Final Activity Report Summary - COMPFRAC (Challenges in computational fracture mechanics: crack branching and fragmentation, and fracture in active materials)

Computer simulation of material behaviour allows us to confront theories with experiments, as well as predict the material behaviour in situations where experiments are difficult or just impossible. This includes how materials break into pieces under high-speed impact, how nano-structures sustain loads and develop intricate deformation patterns, or how the reliability of smart active materials is hindered by complex microstructure formation in the vicinity of cracks. The work performed in this International Reintegration Grant addresses each of these issues.

We have carefully examined the predictive ability of models and algorithms to simulate dynamic fracture phenomena by tightly comparing ad hoc experiments with the simulations.

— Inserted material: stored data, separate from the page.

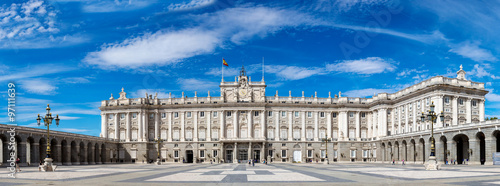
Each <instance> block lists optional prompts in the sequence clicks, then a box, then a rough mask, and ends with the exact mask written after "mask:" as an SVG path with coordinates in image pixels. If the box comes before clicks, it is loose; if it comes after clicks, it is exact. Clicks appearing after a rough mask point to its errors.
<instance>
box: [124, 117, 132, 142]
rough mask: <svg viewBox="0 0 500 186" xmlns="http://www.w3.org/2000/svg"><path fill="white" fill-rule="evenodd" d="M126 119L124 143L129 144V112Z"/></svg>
mask: <svg viewBox="0 0 500 186" xmlns="http://www.w3.org/2000/svg"><path fill="white" fill-rule="evenodd" d="M126 117H127V118H126V125H127V126H126V127H127V128H126V130H127V131H125V132H126V133H125V141H126V142H130V133H131V131H130V130H131V129H130V128H131V127H130V126H131V124H130V112H127V115H126Z"/></svg>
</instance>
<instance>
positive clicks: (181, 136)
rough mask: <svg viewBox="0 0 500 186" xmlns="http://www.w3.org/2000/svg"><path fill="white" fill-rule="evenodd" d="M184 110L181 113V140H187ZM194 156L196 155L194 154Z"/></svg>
mask: <svg viewBox="0 0 500 186" xmlns="http://www.w3.org/2000/svg"><path fill="white" fill-rule="evenodd" d="M184 113H185V112H184V111H182V112H180V114H181V140H180V141H185V140H186V139H185V138H184V136H185V134H184V133H185V124H184V120H185V119H184ZM193 156H194V155H193Z"/></svg>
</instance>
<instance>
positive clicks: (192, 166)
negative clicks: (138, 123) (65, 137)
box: [0, 163, 500, 186]
mask: <svg viewBox="0 0 500 186" xmlns="http://www.w3.org/2000/svg"><path fill="white" fill-rule="evenodd" d="M22 170H23V171H22V172H20V173H18V174H16V176H17V178H15V179H13V178H8V177H7V173H8V172H7V169H6V168H2V169H0V185H2V186H3V185H33V184H41V185H72V186H73V185H138V184H141V185H165V184H169V185H225V184H227V185H236V184H237V185H276V184H287V185H311V184H312V185H332V184H335V185H368V184H370V185H422V184H434V185H500V166H479V165H475V166H472V165H446V166H443V169H442V170H439V171H425V170H424V167H423V165H410V164H408V165H404V166H402V165H390V164H380V163H377V164H363V163H335V164H330V165H323V164H279V163H276V164H269V165H263V164H255V166H249V165H248V164H165V165H153V164H106V165H80V166H60V167H58V169H57V171H56V172H38V168H37V167H22Z"/></svg>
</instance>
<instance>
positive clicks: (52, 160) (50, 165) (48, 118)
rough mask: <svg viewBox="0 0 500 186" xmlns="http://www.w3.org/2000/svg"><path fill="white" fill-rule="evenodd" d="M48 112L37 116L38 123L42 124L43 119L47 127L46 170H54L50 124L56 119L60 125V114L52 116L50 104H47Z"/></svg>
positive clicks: (39, 123) (56, 123)
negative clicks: (50, 131) (51, 155)
mask: <svg viewBox="0 0 500 186" xmlns="http://www.w3.org/2000/svg"><path fill="white" fill-rule="evenodd" d="M45 110H47V114H45V116H44V117H40V114H38V118H36V123H37V124H38V126H40V121H41V120H43V124H44V125H45V126H46V127H47V157H45V159H44V161H45V163H44V167H45V171H53V169H52V161H53V160H52V158H51V157H50V125H52V121H53V120H54V119H56V125H57V126H59V120H60V119H59V115H56V118H53V117H52V113H50V107H49V104H47V108H46V109H45Z"/></svg>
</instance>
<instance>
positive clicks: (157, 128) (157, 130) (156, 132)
mask: <svg viewBox="0 0 500 186" xmlns="http://www.w3.org/2000/svg"><path fill="white" fill-rule="evenodd" d="M154 117H155V118H154V121H155V136H154V138H157V137H158V135H159V134H160V124H159V121H158V120H159V119H160V113H159V112H158V111H156V112H155V113H154Z"/></svg>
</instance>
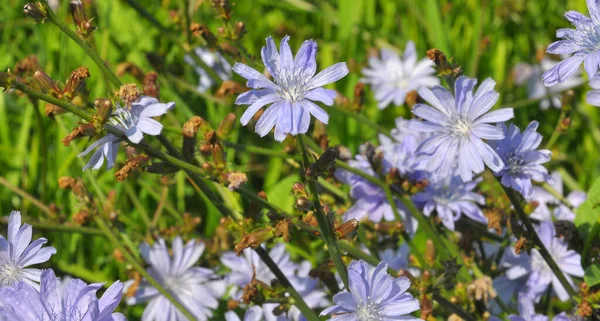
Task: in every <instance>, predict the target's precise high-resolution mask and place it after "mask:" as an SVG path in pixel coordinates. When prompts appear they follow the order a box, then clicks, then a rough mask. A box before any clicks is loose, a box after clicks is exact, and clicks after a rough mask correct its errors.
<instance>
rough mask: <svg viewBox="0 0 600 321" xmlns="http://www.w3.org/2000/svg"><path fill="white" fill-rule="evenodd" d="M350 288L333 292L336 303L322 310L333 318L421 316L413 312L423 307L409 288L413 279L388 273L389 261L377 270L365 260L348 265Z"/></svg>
mask: <svg viewBox="0 0 600 321" xmlns="http://www.w3.org/2000/svg"><path fill="white" fill-rule="evenodd" d="M348 283H349V285H348V289H349V290H350V291H343V292H339V293H337V294H336V295H334V296H333V301H334V302H335V305H334V306H332V307H329V308H327V309H325V310H323V311H322V312H321V316H324V315H331V316H332V317H331V318H330V319H329V320H330V321H367V320H405V321H410V320H415V321H416V320H420V319H419V318H416V317H413V316H411V315H410V313H412V312H414V311H417V310H419V308H420V306H419V300H417V299H415V298H413V296H412V295H411V294H410V293H408V292H406V291H407V290H408V288H409V287H410V281H409V280H408V278H406V277H399V278H394V277H392V276H390V275H389V274H387V264H385V263H383V262H382V263H379V265H377V267H376V268H375V270H374V271H373V273H369V266H368V265H367V264H366V263H365V262H364V261H362V260H361V261H353V262H352V263H350V265H349V266H348Z"/></svg>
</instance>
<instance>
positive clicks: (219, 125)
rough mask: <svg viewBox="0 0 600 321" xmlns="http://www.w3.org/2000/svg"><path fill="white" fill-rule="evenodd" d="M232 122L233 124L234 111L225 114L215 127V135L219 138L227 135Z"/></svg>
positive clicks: (230, 127)
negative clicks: (215, 129) (230, 112)
mask: <svg viewBox="0 0 600 321" xmlns="http://www.w3.org/2000/svg"><path fill="white" fill-rule="evenodd" d="M234 124H235V114H234V113H229V114H227V116H225V118H223V121H221V124H220V125H219V128H218V129H217V136H219V137H221V138H226V137H227V136H229V134H230V133H231V129H232V128H233V125H234Z"/></svg>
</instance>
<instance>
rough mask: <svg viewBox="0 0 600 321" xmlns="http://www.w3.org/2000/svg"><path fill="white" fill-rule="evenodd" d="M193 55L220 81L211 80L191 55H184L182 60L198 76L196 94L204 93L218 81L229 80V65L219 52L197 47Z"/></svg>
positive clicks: (208, 49)
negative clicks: (199, 79)
mask: <svg viewBox="0 0 600 321" xmlns="http://www.w3.org/2000/svg"><path fill="white" fill-rule="evenodd" d="M194 53H195V54H196V56H198V58H200V59H201V60H202V61H203V62H204V63H205V64H206V65H207V66H208V67H209V68H212V69H213V70H214V71H215V73H216V74H217V76H219V78H220V79H212V78H211V77H210V76H209V75H208V73H207V72H206V70H204V69H203V68H202V67H200V66H198V65H197V64H196V62H195V61H194V59H193V58H192V56H191V55H185V56H184V57H183V59H184V60H185V62H186V63H188V64H190V65H191V66H192V67H193V68H194V70H196V73H197V74H198V75H199V76H200V81H199V84H198V88H197V90H198V92H200V93H204V92H206V91H207V90H208V89H210V88H211V87H212V86H214V85H216V84H218V83H219V82H220V81H225V80H229V79H231V65H230V64H229V63H228V62H227V60H226V59H225V58H224V57H223V56H222V55H221V53H220V52H218V51H216V52H212V51H210V49H206V48H201V47H198V48H196V49H195V50H194Z"/></svg>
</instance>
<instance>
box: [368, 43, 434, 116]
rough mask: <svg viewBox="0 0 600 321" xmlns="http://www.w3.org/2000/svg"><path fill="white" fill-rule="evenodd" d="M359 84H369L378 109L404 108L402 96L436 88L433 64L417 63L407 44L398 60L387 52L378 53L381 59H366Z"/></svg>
mask: <svg viewBox="0 0 600 321" xmlns="http://www.w3.org/2000/svg"><path fill="white" fill-rule="evenodd" d="M362 73H363V75H364V76H365V78H363V79H361V81H362V82H364V83H366V84H370V85H371V87H372V88H373V91H374V92H375V99H376V100H377V106H378V107H379V108H380V109H383V108H385V107H387V106H388V105H389V104H391V103H393V104H394V105H396V106H401V105H403V104H404V102H405V99H406V95H407V94H408V93H409V92H411V91H414V90H417V89H419V88H420V87H423V86H425V87H432V86H435V85H439V83H440V80H439V79H438V78H437V77H436V76H435V70H434V69H433V62H432V61H431V60H429V59H427V58H425V59H421V60H419V61H418V62H417V51H416V49H415V43H414V42H412V41H409V42H408V43H407V44H406V48H405V49H404V54H403V56H402V58H401V57H400V56H399V55H398V54H397V53H395V52H394V51H393V50H391V49H386V48H383V49H381V59H379V58H378V57H370V58H369V68H364V69H363V70H362Z"/></svg>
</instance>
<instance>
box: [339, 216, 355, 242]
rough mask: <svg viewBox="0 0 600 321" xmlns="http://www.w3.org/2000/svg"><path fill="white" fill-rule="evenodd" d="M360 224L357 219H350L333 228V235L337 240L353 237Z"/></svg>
mask: <svg viewBox="0 0 600 321" xmlns="http://www.w3.org/2000/svg"><path fill="white" fill-rule="evenodd" d="M359 225H360V224H359V223H358V221H357V220H355V219H351V220H349V221H347V222H345V223H344V224H342V225H340V226H338V228H336V229H335V235H336V236H337V238H338V240H341V239H345V238H349V237H353V236H354V234H356V230H357V229H358V226H359Z"/></svg>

We have unveiled through simulation the complex buckling patterns that multi-walled carbon nanotubes develop when deformed. These patterns had only partially been observed experimentally, but the mechanical consequences (a softening of their response) predicted by our theory are consistent with previous observations.

We have simulated for the first time the full complexity of the microstructure formation as a crack propagates through a ferroelectric ceramic. These research lines have resulted in high-impact publications and have successfully attracted funding at national and European level. Furthermore, one of the key objectives of the IRG scheme has been accomplished as the researcher has successfully integrated in the local academic and research system.